Sumber: TribunNews.com | Editor: Hendra Gunawan
JAKARTA. PT Pertamina (persero) mengaku rugi meski harga elpiji naik 67% di awal tahun 2014. Hal ini dikarenakan ada selisih dari pembelian dan produksi yang dilakukan Pertamina tanpa ditanggung oleh negara.
Vice President Corporate Communication Ali Mundakir menjelaskan jika harga elpiji tidak dinaikan, Pertamina akan rugi sampai Rp 6 triliun. Dengan adanya kenaikan harga elpiji 12 kg, Pertamina memperkecil kerugian menjadi Rp 3 triliun.
"Kita tetap rugi tapi nggak sebesar kalau harga elpiji tidak dinaikan," ujar Ali, di Bandara Halim Perdana Kusuma, Minggu (5/1).
Ali menjelaskan jika Competent Person Report (CPR) Aramco untuk harga gas US$ 837 per metric ton dan kurs Rupiah terhadap dollar AS mencapai Rp 10.500, Pertamina bisa rugi hanya Rp 2 triliun.
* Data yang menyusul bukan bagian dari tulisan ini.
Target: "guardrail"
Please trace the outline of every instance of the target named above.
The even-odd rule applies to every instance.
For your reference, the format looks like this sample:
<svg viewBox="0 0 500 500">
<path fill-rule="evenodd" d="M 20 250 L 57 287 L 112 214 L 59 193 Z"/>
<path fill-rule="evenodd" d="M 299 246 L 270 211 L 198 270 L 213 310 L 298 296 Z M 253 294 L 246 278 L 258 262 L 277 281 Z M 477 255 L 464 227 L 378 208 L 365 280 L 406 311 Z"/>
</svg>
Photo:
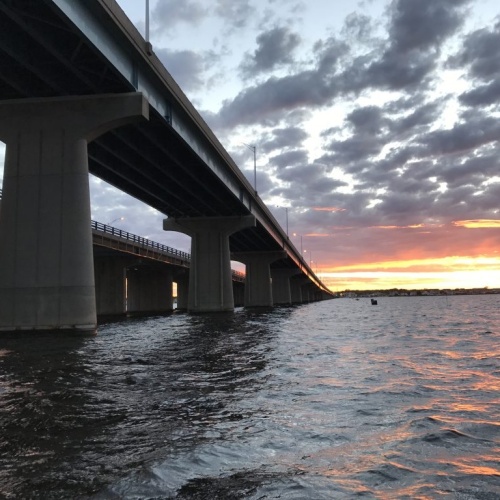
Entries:
<svg viewBox="0 0 500 500">
<path fill-rule="evenodd" d="M 1 189 L 0 189 L 0 199 L 2 199 Z M 155 250 L 170 257 L 191 261 L 191 254 L 187 252 L 182 252 L 181 250 L 177 250 L 176 248 L 172 248 L 167 245 L 157 243 L 156 241 L 148 240 L 147 238 L 144 238 L 142 236 L 129 233 L 128 231 L 123 231 L 122 229 L 118 229 L 117 227 L 109 226 L 108 224 L 103 224 L 102 222 L 97 222 L 95 220 L 91 221 L 90 225 L 94 231 L 99 231 L 100 233 L 115 236 L 117 238 L 120 238 L 121 240 L 134 243 L 135 245 L 138 245 L 145 249 Z M 235 271 L 234 269 L 231 272 L 233 274 L 233 277 L 238 278 L 239 280 L 242 280 L 245 277 L 245 273 Z"/>
<path fill-rule="evenodd" d="M 191 254 L 187 252 L 182 252 L 181 250 L 177 250 L 176 248 L 162 245 L 161 243 L 156 243 L 155 241 L 148 240 L 147 238 L 144 238 L 142 236 L 137 236 L 136 234 L 129 233 L 128 231 L 123 231 L 122 229 L 103 224 L 102 222 L 93 220 L 91 221 L 91 227 L 94 231 L 99 231 L 100 233 L 115 236 L 116 238 L 131 242 L 142 248 L 148 250 L 151 249 L 164 255 L 168 255 L 170 257 L 178 258 L 181 260 L 191 261 Z M 234 269 L 231 270 L 231 273 L 233 275 L 233 278 L 237 279 L 238 281 L 243 281 L 245 279 L 245 273 L 235 271 Z"/>
<path fill-rule="evenodd" d="M 123 231 L 113 226 L 108 226 L 102 222 L 97 222 L 95 220 L 91 221 L 91 227 L 95 231 L 100 233 L 109 234 L 111 236 L 116 236 L 125 241 L 129 241 L 138 245 L 142 248 L 152 249 L 157 252 L 169 255 L 171 257 L 177 257 L 182 260 L 191 260 L 191 254 L 177 250 L 176 248 L 169 247 L 167 245 L 162 245 L 161 243 L 156 243 L 155 241 L 148 240 L 142 236 L 137 236 L 136 234 L 129 233 L 128 231 Z"/>
</svg>

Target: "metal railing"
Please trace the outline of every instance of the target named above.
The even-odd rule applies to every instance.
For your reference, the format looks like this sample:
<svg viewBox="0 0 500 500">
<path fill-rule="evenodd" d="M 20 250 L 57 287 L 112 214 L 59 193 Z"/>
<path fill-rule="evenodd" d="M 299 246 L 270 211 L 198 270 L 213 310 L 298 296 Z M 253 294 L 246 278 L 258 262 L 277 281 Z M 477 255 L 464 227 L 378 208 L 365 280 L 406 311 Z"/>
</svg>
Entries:
<svg viewBox="0 0 500 500">
<path fill-rule="evenodd" d="M 109 226 L 107 224 L 103 224 L 102 222 L 91 221 L 91 227 L 94 231 L 99 231 L 100 233 L 109 234 L 111 236 L 115 236 L 116 238 L 120 238 L 121 240 L 131 242 L 135 245 L 138 245 L 145 249 L 152 249 L 162 254 L 176 257 L 178 259 L 182 259 L 185 261 L 191 261 L 191 254 L 187 252 L 182 252 L 181 250 L 177 250 L 176 248 L 169 247 L 167 245 L 162 245 L 161 243 L 156 243 L 155 241 L 148 240 L 142 236 L 137 236 L 136 234 L 129 233 L 128 231 L 123 231 L 122 229 L 118 229 L 113 226 Z M 245 278 L 245 273 L 240 271 L 231 270 L 233 278 L 236 278 L 238 281 L 242 281 Z"/>
<path fill-rule="evenodd" d="M 172 248 L 161 243 L 156 243 L 155 241 L 148 240 L 147 238 L 144 238 L 142 236 L 137 236 L 136 234 L 129 233 L 128 231 L 123 231 L 122 229 L 108 226 L 107 224 L 103 224 L 102 222 L 93 220 L 91 221 L 91 227 L 94 231 L 99 231 L 100 233 L 115 236 L 117 238 L 120 238 L 121 240 L 134 243 L 135 245 L 142 248 L 155 250 L 157 252 L 161 252 L 171 257 L 177 257 L 182 260 L 191 260 L 191 255 L 187 252 L 182 252 L 181 250 L 177 250 L 176 248 Z"/>
<path fill-rule="evenodd" d="M 2 190 L 0 189 L 0 200 L 1 199 L 2 199 Z M 181 250 L 177 250 L 176 248 L 172 248 L 167 245 L 157 243 L 156 241 L 148 240 L 147 238 L 144 238 L 142 236 L 137 236 L 136 234 L 129 233 L 128 231 L 123 231 L 122 229 L 118 229 L 116 227 L 109 226 L 107 224 L 103 224 L 102 222 L 97 222 L 93 220 L 91 221 L 90 224 L 92 230 L 94 231 L 115 236 L 116 238 L 120 238 L 121 240 L 133 243 L 134 245 L 140 246 L 148 250 L 154 250 L 156 252 L 168 255 L 170 257 L 178 258 L 185 261 L 191 261 L 191 254 L 187 252 L 182 252 Z M 241 273 L 240 271 L 235 271 L 234 269 L 232 269 L 231 272 L 233 274 L 233 277 L 239 280 L 242 280 L 245 277 L 245 273 Z"/>
</svg>

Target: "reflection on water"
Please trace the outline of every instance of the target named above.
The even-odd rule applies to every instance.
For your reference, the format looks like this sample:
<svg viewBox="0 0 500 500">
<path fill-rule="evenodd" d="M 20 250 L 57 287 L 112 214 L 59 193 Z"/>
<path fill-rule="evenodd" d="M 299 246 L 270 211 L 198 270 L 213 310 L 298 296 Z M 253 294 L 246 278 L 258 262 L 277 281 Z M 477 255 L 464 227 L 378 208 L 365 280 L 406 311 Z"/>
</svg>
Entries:
<svg viewBox="0 0 500 500">
<path fill-rule="evenodd" d="M 498 296 L 0 338 L 0 497 L 500 498 Z"/>
</svg>

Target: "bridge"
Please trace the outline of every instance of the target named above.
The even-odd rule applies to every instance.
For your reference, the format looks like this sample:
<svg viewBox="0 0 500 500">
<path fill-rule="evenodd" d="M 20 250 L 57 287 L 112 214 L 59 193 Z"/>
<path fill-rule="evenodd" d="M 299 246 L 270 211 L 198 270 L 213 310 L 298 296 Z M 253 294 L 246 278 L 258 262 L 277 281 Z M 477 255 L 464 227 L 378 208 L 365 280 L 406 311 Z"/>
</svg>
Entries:
<svg viewBox="0 0 500 500">
<path fill-rule="evenodd" d="M 330 296 L 114 0 L 0 0 L 0 29 L 0 330 L 95 329 L 89 172 L 191 236 L 189 311 L 234 308 L 231 259 L 248 307 Z"/>
</svg>

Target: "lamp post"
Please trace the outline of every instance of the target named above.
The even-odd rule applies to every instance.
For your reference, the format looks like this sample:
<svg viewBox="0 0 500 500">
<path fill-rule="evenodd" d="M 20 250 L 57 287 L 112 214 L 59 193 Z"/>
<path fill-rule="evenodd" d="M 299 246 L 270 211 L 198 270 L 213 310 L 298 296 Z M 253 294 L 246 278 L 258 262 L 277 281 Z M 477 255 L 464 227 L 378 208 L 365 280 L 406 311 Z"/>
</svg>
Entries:
<svg viewBox="0 0 500 500">
<path fill-rule="evenodd" d="M 149 42 L 149 0 L 146 0 L 146 42 Z"/>
<path fill-rule="evenodd" d="M 276 208 L 283 208 L 285 210 L 285 216 L 286 216 L 286 237 L 288 238 L 288 207 L 280 207 L 279 205 L 276 205 Z"/>
<path fill-rule="evenodd" d="M 117 220 L 125 220 L 125 217 L 117 217 L 116 219 L 113 219 L 111 222 L 106 222 L 106 226 L 111 226 L 113 222 L 116 222 Z"/>
<path fill-rule="evenodd" d="M 255 195 L 257 195 L 257 146 L 255 144 L 243 143 L 248 149 L 253 151 L 253 188 L 255 190 Z"/>
<path fill-rule="evenodd" d="M 300 256 L 302 257 L 302 254 L 304 253 L 304 250 L 302 249 L 302 235 L 293 233 L 294 236 L 300 236 Z M 302 257 L 303 258 L 303 257 Z"/>
</svg>

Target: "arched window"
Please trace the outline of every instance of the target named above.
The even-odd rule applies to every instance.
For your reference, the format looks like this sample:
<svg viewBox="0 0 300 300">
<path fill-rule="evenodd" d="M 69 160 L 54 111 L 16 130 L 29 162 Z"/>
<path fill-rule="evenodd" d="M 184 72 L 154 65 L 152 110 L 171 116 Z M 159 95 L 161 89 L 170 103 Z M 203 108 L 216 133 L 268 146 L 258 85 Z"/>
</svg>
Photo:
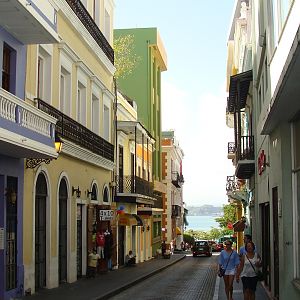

Namun jika CPR US$ 900 dan kurs mencapai Rp 12.000 maka Pertamina akan rugi sampai Rp 3,7 triliun.
"Semua tergantung CPR dan kurs rupiah terhadap dollar AS," jelas Ali.
Lebih lanjut Ali menjelaskan Badan Pemeriksa Keuangan (BPK) telah mengaudit kerugian Pertamina sebesar Rp 7,7 triliun dari tahun 2011 sampai 2012. Salah satu cara yang harus dilakukan Pertamina untuk mengurangi kerugian atas temuan BPK dengan menaikkan harga elpiji.
"Penyesuaian harga tersebut dilakukan untuk pertama kalinya sejak Oktober 2009, menyusul kerugian bisnis elpiji non subsidi kemasan 12 kg yang telah mencapai Rp 22 triliun dalam enam tahun terakhir," papar Ali.